Beside the adsorption technique, lipase can be immobilized on support surfaces by covalent anchorage, electrostatic binding and entrapment within inorganic or organic
inert matrices. Adsorption techniques are simple, but the binding forces between the enzyme and the support are weak and enzyme leaching often occurs. A higher degree of stability can be achieved by covalent bonding between the enzyme and the solid surface (Shamel et al., 2005; Shamel et al., 2007); however this requires several chemical steps that are accompanied by loss in enzyme activity. High stability can also be achieved by electrostatic interaction, but this technique is limited to be used at pH values compatible with the electrostatic point, which also may affect the activity of the enzyme, since the enzyme conformation changes as function of pH (Macario et al., 2007). On the other hand, the immobilized lipase by entrapment within a polymer matrix is much more stable than physically adsorbed lipase (Hartmeier, 1985), and unlike the covalent bonding this method uses a relatively simple procedure. Enzyme entrapment in a silica matrix by sol-gel offers a good compromise between stability of the heterogeneous biocatalyst and activity loss, and hence this technique has received considerable attention in recent years (Frings et al., 1999). Entrapment of lipase in an inorganic polymer matrix, which is based on sol-gel process, is well documented (Reetz, 1997). The method involves an aqueous solution of the enzyme, an acid or base (NaOH, NaF or HCl) as catalyst and an alkoxysilanes as inorganic — organic matrix precursor. The sol-gel material is then obtained by hydrolysis and condensation of the precursor to result in an amorphous silica matrix that entraps the enzyme. The lipase entrapped in sol-gel has been used for biodiesel production (Orcaire et al., 2006; Al-Zuhair et al., 2008) and was easily recovered from reaction media. However, under the same operating conditions, it was found that immobilized lipases, from P. cepacia, on ceramic beads were more capable of transesterifying WO of high water contents to biodiesel than lipase, from the same course, entrapped in sol-gel matrix (Al-Zuhair et al., 2008), which is mainly due to diffusional limitations.

Covalently immobilized lipases are usually prepared in almost anhydrous media. This usually results in a problem, especially in porous structures, which is mainly used to enhance the interfacial area. At the oil water interface, lipases are in open active form, where a flap (or lid) that would seclude the active cites is moved to allow substrate accessibility to the active sites (Verger et al., 1973; Brady et al., 1990).
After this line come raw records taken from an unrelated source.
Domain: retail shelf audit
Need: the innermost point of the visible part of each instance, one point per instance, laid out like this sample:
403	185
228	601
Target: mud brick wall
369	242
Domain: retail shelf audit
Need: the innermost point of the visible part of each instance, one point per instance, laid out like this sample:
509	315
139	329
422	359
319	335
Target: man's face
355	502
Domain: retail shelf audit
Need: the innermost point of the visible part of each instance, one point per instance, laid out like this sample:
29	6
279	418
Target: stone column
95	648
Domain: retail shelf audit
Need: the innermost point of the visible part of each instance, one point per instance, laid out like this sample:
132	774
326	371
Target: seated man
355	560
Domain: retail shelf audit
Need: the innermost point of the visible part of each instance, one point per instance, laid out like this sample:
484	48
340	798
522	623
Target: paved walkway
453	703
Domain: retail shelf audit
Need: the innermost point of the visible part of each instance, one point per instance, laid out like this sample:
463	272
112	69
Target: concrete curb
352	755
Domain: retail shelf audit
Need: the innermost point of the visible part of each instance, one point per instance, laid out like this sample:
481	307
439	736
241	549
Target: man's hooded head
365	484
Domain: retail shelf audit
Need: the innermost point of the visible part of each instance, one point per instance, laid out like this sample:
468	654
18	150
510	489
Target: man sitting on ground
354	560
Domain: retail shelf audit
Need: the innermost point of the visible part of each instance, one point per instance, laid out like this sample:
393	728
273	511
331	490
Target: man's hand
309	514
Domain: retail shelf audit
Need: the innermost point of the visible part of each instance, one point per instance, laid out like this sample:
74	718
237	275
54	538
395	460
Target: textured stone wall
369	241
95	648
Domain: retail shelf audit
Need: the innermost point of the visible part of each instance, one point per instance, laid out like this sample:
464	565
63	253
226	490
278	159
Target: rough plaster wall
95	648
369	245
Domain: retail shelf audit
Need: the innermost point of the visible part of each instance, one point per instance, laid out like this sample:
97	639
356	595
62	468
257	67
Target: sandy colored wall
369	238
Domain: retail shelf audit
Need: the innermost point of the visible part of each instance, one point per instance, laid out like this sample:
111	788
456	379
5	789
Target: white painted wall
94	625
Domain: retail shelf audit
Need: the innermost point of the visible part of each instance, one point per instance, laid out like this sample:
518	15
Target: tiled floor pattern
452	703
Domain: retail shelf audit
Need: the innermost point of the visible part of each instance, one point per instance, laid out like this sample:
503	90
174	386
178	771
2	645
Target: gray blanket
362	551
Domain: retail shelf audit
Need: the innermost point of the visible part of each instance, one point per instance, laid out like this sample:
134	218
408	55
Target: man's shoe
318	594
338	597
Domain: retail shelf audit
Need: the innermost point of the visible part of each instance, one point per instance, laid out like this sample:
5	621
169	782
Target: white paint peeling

When inside a porous structure, lipase molecules become inaccessible to external surfaces, which prevent their activation. Therefore, it has been proposed to use hydrophobic support that resembles the surface of drops of the natural substrates to immobilize lipase on. In this case, the adsorbed lipases are in open form, with the active sites accessible for substrate and the immobilized enzyme in this case exhibit significantly enhanced activity (Bastida et al., 1998). Based on that Palomo et al. (2002) used an epoxy acrylic matrix, Sepabeads, with the surface covered by octadecyl groups, yielding a very hydrophobic surface that has large pores to allow intensive protein interaction. The support permits in one step immobilization, purification, hyper-activation and stabilization of surface in a very simple protocol: the mere addition of support to the lipase solution at very low ionic strength. In addition, the support is rigid enough to be used in packed — bed reactor and does not swell in any reaction media. The stability and activity of lipases from C. antarctica, C. rugusa and M. miehei immobilized on this support were found to be superior to other covalently attached derivatives.